I first had this titled by the first line of T. S. Eliot’s Ash Wednesday. A gorgeous poem that I try to read every year on, yes, Ash Wednesday. This year, I listened to Mr. Eliot read it himself via the miracle of Youtube. I hate to admit it, but I much prefer Jeremy Irons reading the same poem. What does Eliot know about the cadence of his own poem, anyhow?
I switched the title, obviously. Let the reader beware that this blog has become an experiment. It seems fitting to start the experiment on Ash Wednesday and that’s all I will say about that. Indeed, I haven’t much to say at all. Not today.

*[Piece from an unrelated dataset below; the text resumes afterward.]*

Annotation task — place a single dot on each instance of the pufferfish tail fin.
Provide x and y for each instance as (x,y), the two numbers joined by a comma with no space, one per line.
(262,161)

Eliot talks about faces filled with hope and not despair and isn’t that something? We file into the church, packing ourselves nearly as full as Christmas or Easter, and not even there out of obligation. Arriving for one purpose, often, not even the Sacrament as one would expect. But solely for the ashes. “Remember that you are dust, and to dust you shall return.” We whisper amen and scurry back to our pew, foreheads smeared black, ashes dusting our eyelashes, our cheeks. Filling a church to be reminded of one’s death, and leaving with more than death, although the death follows us, it’s shadow poking around the corner at unexpected places. All of this we flock to. All of this, the blessed ashes, the blessing of the reminder of our death. Such is the paradox of hope.
But it’s late and I’m rambling. Jeremy Irons has just finished reading “Ash Wednesday” and I wonder if I might not listen to it everyday this Lent. Will it be too much that way?